The soil in this area is classified as an Oxisol (Typic Acrustox) according to the US Soil Taxonomy system and as “Latossolo Vermelho” in the Brazilian classification [31]. Its mineralogical composition consists of 50% gibbsite, 18% goethite, 14% kaolinite, 7% hematite, and 10% quartz and other minerals. This composition influences its ion exchange capacity, water retention, and phosphate adsorption characteristics. Figure 2 presents data on rainfall and the average annual temperature in the Federal District from 2000 to 2023.

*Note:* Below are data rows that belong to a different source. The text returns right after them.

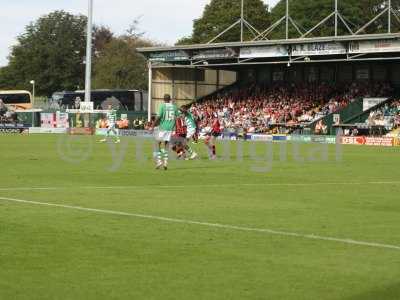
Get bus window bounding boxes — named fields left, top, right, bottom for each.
left=0, top=91, right=32, bottom=109
left=134, top=91, right=142, bottom=111
left=142, top=92, right=149, bottom=111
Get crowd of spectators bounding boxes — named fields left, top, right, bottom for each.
left=96, top=115, right=146, bottom=130
left=192, top=83, right=392, bottom=133
left=0, top=99, right=17, bottom=124
left=366, top=100, right=400, bottom=130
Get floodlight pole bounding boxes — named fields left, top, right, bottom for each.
left=240, top=0, right=244, bottom=42
left=147, top=61, right=153, bottom=122
left=335, top=0, right=339, bottom=36
left=286, top=0, right=289, bottom=40
left=85, top=0, right=93, bottom=102
left=388, top=0, right=392, bottom=33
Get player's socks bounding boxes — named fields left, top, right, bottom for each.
left=161, top=149, right=168, bottom=168
left=156, top=151, right=162, bottom=169
left=185, top=145, right=193, bottom=157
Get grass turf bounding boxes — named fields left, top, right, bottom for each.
left=0, top=135, right=400, bottom=300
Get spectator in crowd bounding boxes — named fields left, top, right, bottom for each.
left=0, top=99, right=8, bottom=117
left=191, top=83, right=392, bottom=134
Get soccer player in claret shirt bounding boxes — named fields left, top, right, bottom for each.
left=205, top=118, right=221, bottom=159
left=154, top=94, right=179, bottom=170
left=172, top=116, right=187, bottom=159
left=181, top=105, right=197, bottom=159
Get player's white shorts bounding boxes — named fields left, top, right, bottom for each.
left=186, top=128, right=196, bottom=139
left=155, top=130, right=172, bottom=142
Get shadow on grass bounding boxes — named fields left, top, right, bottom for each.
left=345, top=282, right=400, bottom=300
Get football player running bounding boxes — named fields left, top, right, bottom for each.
left=181, top=105, right=198, bottom=159
left=154, top=94, right=179, bottom=170
left=100, top=104, right=121, bottom=144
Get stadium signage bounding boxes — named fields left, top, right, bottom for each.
left=192, top=48, right=237, bottom=60
left=240, top=46, right=289, bottom=58
left=79, top=101, right=94, bottom=113
left=246, top=134, right=273, bottom=142
left=292, top=42, right=347, bottom=56
left=149, top=51, right=189, bottom=62
left=341, top=136, right=394, bottom=147
left=29, top=127, right=67, bottom=134
left=118, top=129, right=154, bottom=138
left=68, top=127, right=93, bottom=135
left=349, top=40, right=400, bottom=54
left=0, top=127, right=28, bottom=134
left=363, top=98, right=387, bottom=111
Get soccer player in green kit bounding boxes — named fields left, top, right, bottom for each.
left=100, top=104, right=121, bottom=144
left=154, top=94, right=179, bottom=170
left=181, top=105, right=197, bottom=159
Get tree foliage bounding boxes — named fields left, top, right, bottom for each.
left=0, top=11, right=158, bottom=96
left=269, top=0, right=400, bottom=38
left=0, top=11, right=86, bottom=95
left=93, top=35, right=152, bottom=89
left=178, top=0, right=270, bottom=44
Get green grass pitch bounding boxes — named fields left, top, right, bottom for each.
left=0, top=135, right=400, bottom=300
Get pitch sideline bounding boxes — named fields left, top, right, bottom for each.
left=0, top=181, right=400, bottom=191
left=0, top=197, right=400, bottom=251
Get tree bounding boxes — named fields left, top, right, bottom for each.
left=93, top=36, right=152, bottom=89
left=269, top=0, right=400, bottom=38
left=8, top=11, right=86, bottom=95
left=93, top=25, right=114, bottom=56
left=178, top=0, right=270, bottom=44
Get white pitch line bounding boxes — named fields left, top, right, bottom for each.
left=0, top=197, right=400, bottom=251
left=0, top=181, right=400, bottom=191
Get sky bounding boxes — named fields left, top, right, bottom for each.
left=0, top=0, right=278, bottom=66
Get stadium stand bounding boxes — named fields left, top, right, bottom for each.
left=192, top=82, right=393, bottom=134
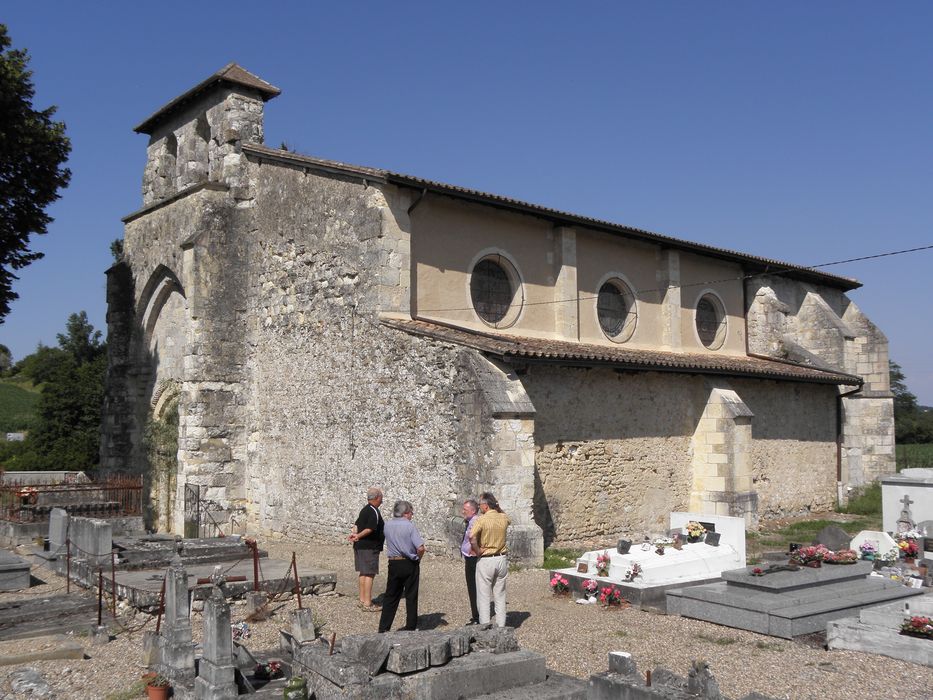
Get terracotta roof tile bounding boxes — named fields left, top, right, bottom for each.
left=133, top=63, right=282, bottom=134
left=381, top=318, right=862, bottom=386
left=243, top=144, right=862, bottom=290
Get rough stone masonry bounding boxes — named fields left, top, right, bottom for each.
left=102, top=64, right=894, bottom=561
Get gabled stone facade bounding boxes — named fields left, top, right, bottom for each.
left=102, top=65, right=893, bottom=561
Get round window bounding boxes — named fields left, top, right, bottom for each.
left=696, top=294, right=726, bottom=350
left=470, top=256, right=516, bottom=324
left=596, top=280, right=635, bottom=342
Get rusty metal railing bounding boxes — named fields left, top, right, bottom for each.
left=0, top=472, right=143, bottom=522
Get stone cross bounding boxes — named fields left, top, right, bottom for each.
left=897, top=493, right=915, bottom=532
left=160, top=556, right=196, bottom=680
left=194, top=586, right=237, bottom=700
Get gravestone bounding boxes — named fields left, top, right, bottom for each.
left=881, top=469, right=933, bottom=532
left=194, top=586, right=237, bottom=700
left=158, top=556, right=195, bottom=681
left=896, top=493, right=916, bottom=533
left=813, top=525, right=852, bottom=552
left=49, top=508, right=71, bottom=557
left=849, top=530, right=897, bottom=559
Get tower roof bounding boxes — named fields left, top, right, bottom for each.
left=133, top=63, right=282, bottom=134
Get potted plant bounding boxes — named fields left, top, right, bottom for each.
left=823, top=549, right=858, bottom=564
left=901, top=615, right=933, bottom=639
left=146, top=674, right=172, bottom=700
left=551, top=573, right=570, bottom=595
left=790, top=544, right=832, bottom=569
left=686, top=520, right=706, bottom=543
left=599, top=586, right=628, bottom=608
left=596, top=550, right=610, bottom=576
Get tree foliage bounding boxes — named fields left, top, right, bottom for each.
left=0, top=24, right=71, bottom=323
left=4, top=311, right=107, bottom=469
left=889, top=361, right=933, bottom=444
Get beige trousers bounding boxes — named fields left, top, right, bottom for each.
left=476, top=554, right=509, bottom=627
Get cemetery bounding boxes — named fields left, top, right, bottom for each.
left=0, top=486, right=933, bottom=700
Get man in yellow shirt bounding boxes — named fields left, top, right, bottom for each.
left=470, top=491, right=511, bottom=627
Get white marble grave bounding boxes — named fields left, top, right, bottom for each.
left=561, top=512, right=745, bottom=588
left=881, top=469, right=933, bottom=534
left=849, top=530, right=897, bottom=559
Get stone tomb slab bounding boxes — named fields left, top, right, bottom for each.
left=849, top=530, right=897, bottom=557
left=667, top=562, right=921, bottom=639
left=552, top=512, right=745, bottom=610
left=0, top=549, right=30, bottom=591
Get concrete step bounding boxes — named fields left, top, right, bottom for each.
left=826, top=617, right=933, bottom=667
left=477, top=670, right=587, bottom=700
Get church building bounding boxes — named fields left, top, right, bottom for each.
left=102, top=64, right=894, bottom=562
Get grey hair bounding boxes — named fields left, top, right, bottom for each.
left=392, top=501, right=414, bottom=518
left=479, top=491, right=502, bottom=513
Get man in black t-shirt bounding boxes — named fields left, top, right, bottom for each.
left=349, top=486, right=385, bottom=612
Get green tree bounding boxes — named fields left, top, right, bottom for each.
left=888, top=361, right=933, bottom=444
left=5, top=311, right=107, bottom=469
left=0, top=24, right=71, bottom=323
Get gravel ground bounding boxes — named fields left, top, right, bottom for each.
left=0, top=543, right=933, bottom=700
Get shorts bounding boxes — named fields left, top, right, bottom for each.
left=353, top=549, right=381, bottom=576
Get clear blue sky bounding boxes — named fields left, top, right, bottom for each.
left=0, top=0, right=933, bottom=405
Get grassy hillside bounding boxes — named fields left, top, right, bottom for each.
left=0, top=379, right=39, bottom=433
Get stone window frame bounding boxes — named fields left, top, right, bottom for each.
left=466, top=248, right=525, bottom=328
left=693, top=289, right=729, bottom=351
left=592, top=270, right=638, bottom=344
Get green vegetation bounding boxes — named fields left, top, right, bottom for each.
left=544, top=547, right=582, bottom=569
left=0, top=311, right=107, bottom=471
left=896, top=442, right=933, bottom=471
left=888, top=361, right=933, bottom=445
left=839, top=481, right=881, bottom=516
left=0, top=379, right=39, bottom=433
left=0, top=24, right=71, bottom=323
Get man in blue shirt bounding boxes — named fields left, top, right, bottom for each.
left=379, top=501, right=424, bottom=632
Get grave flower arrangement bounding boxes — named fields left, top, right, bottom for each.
left=897, top=532, right=920, bottom=559
left=253, top=661, right=284, bottom=681
left=596, top=550, right=610, bottom=576
left=599, top=586, right=625, bottom=608
left=686, top=520, right=706, bottom=542
left=790, top=544, right=832, bottom=566
left=551, top=574, right=570, bottom=595
left=823, top=549, right=858, bottom=564
left=901, top=615, right=933, bottom=639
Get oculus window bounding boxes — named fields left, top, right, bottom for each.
left=696, top=294, right=726, bottom=350
left=596, top=279, right=635, bottom=343
left=470, top=255, right=521, bottom=327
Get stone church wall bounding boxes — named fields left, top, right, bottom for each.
left=523, top=366, right=836, bottom=546
left=246, top=166, right=540, bottom=548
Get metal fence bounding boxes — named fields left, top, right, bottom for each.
left=0, top=472, right=143, bottom=522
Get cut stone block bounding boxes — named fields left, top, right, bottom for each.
left=386, top=639, right=431, bottom=674
left=0, top=549, right=30, bottom=591
left=294, top=644, right=369, bottom=688
left=340, top=634, right=392, bottom=676
left=402, top=650, right=547, bottom=699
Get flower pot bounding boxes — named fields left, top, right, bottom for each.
left=146, top=685, right=172, bottom=700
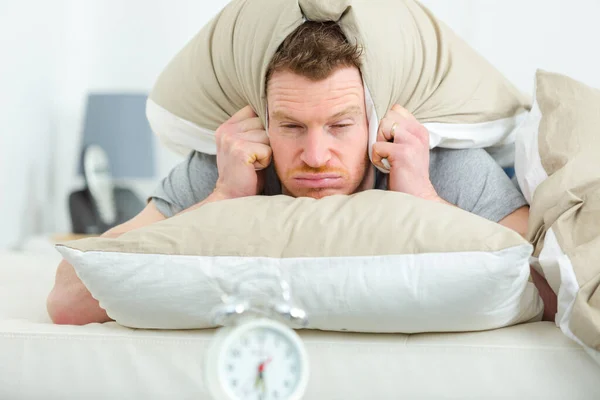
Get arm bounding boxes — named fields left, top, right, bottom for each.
left=46, top=194, right=221, bottom=325
left=47, top=106, right=271, bottom=325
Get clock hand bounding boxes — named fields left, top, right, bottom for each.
left=254, top=357, right=272, bottom=394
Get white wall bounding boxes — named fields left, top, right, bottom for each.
left=0, top=1, right=64, bottom=248
left=0, top=0, right=600, bottom=248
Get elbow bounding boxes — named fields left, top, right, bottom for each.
left=46, top=288, right=85, bottom=325
left=46, top=287, right=112, bottom=325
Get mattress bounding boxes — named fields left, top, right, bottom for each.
left=0, top=253, right=600, bottom=400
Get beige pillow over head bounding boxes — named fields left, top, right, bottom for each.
left=148, top=0, right=529, bottom=153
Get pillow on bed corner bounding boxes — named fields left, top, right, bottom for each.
left=57, top=190, right=543, bottom=333
left=515, top=70, right=600, bottom=352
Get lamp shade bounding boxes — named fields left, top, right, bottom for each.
left=79, top=93, right=156, bottom=179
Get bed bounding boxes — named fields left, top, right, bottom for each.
left=0, top=252, right=600, bottom=400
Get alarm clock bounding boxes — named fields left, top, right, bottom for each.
left=205, top=281, right=309, bottom=400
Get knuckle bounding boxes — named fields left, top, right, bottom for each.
left=392, top=104, right=405, bottom=112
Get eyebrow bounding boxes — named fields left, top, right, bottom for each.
left=271, top=106, right=361, bottom=121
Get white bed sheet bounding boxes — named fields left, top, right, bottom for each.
left=0, top=253, right=600, bottom=400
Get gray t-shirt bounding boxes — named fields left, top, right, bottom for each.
left=150, top=148, right=527, bottom=222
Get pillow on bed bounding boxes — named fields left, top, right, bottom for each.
left=147, top=0, right=529, bottom=161
left=58, top=190, right=543, bottom=333
left=515, top=71, right=600, bottom=350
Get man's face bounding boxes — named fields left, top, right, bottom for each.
left=267, top=67, right=374, bottom=198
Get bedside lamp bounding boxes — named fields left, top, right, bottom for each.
left=69, top=93, right=155, bottom=235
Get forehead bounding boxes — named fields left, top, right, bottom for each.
left=267, top=67, right=365, bottom=113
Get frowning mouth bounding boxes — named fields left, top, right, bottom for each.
left=293, top=173, right=344, bottom=189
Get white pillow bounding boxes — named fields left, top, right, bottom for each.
left=58, top=190, right=543, bottom=333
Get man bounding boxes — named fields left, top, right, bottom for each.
left=48, top=22, right=556, bottom=324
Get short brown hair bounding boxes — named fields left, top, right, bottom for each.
left=266, top=21, right=362, bottom=83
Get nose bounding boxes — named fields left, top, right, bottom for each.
left=301, top=129, right=331, bottom=168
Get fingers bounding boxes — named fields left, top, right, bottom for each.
left=238, top=129, right=270, bottom=145
left=246, top=142, right=273, bottom=171
left=377, top=104, right=429, bottom=146
left=227, top=105, right=257, bottom=124
left=371, top=142, right=395, bottom=169
left=236, top=117, right=265, bottom=132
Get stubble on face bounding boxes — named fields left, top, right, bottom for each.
left=269, top=68, right=375, bottom=198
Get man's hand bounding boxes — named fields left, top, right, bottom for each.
left=215, top=106, right=272, bottom=199
left=372, top=104, right=441, bottom=201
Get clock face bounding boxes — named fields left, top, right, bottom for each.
left=218, top=324, right=306, bottom=400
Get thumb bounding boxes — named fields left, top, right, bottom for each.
left=371, top=142, right=395, bottom=171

Before the experiment area began in 1991, the soil chemical and physical properties in the 0–20 cm layer were characterized as follows: pH(H2O): 6.0; OM (organic matter): 21.7 g kg−1; P (Mehlich-1): 0.9 mg kg−1; Al3+: 0.1 cmolc kg−1; Ca2+ + Mg2+: 2.9 cmolc kg−1; K+: 0.1 cmolc kg−1; fine sand: 258 g kg−1; coarse sand: 76.7 g kg−1; silt: 101.8 g kg−1; and clay: 563.5 g kg−1.
The experimental area consisted of native Cerrado biome, characterized as a typical savanna with shrubs and small trees interspersed within a continuous carpet of grasses [32]. In 1991, the native Cerrado area was cleared and divided into areas with different land use management practices.
To evaluate the treatments, an area of native Cerrado vegetation (NC) was maintained as a reference for comparison with the land use management treatments over time. Each experimental plot area measured 50 m in length and 40 m in width (2000 m2). The land use management systems evaluated were as follows: continuous pasture in grass monoculture (PM); integrated crop–livestock (ICL) systems under no-tillage conditions; continuous cropping under no-tillage (NT) conditions; continuous cropping under conventional tillage, which was changed to minimum tillage (MT) in 2013; and a native Cerrado biome area, which was maintained in its original condition (NC). Each treatment included four replicate plots of 40 × 50 m (N = 4), arranged in a randomized block design.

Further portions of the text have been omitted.